CHRONIQUE LITTÉRAIRE
Marie-Hélène Therrien
Les aigles endormis
De Danü Danquigny, publié dans la collection Série noire de Gallimard, c’est un roman particulièrement captivant qui se déroule en Albanie dans le cadre d’un des régimes communistes les plus durs du bloc de l’Est. Le roman présente le cheminement d’Arben, depuis son enfance chez ses parents professeurs, entouré de ses amis, jusqu’au grand remous provoqué par la chute du régime d’Enver Hoxha, un dictateur asservissant son peuple. L’avenir d’Arben semble tout tracé par ses parents : il étudiera et aura l’occasion de faire une belle carrière.

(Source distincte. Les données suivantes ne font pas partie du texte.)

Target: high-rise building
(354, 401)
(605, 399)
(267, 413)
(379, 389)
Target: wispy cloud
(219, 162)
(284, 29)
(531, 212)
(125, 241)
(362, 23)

Ses projets s’effondrent lorsqu’il apprend la mort de ses parents dans un accident. Du jour au lendemain, Arden devient apprenti et doit travailler. En outre, on s’attend à ce qu’il se marie et on lui présente une jeune femme qui a tout pour lui plaire, Rina, mais qu’il ne parvient pas à aimer. Arden a un vif désir de liberté et le mariage lui semble une chaîne qui l’empêche d’agir comme il le veut. L’avènement du libéralisme est accompagné par une période de chaos politique en Albanie. La déliquescence morale emporte tout sur son passage et transforme le jeune idéaliste en malfrat endurci. Au fil des années, Arden apprend à aimer sa femme, mais pour tenter d’échapper à la spirale de violence qui l’entoure et pour protéger les siens, Arden n’a qu’une solution : fuir avant qu’il ne soit trop tard. Il s’enfuit donc, mais reviendra quelques années plus tard, alors que sa femme est morte, tentant de lui rendre justice. Les aigles endormis fait découvrir l’une des mafias les plus redoutables d’Europe. Danü Danquigny signe ici un premier roman fort réussi. Né en 1975 à Montréal, il a étudié le droit, a obtenu un DESS de psychocriminologie et travaillé dans la police aux frontières et a été détective privé.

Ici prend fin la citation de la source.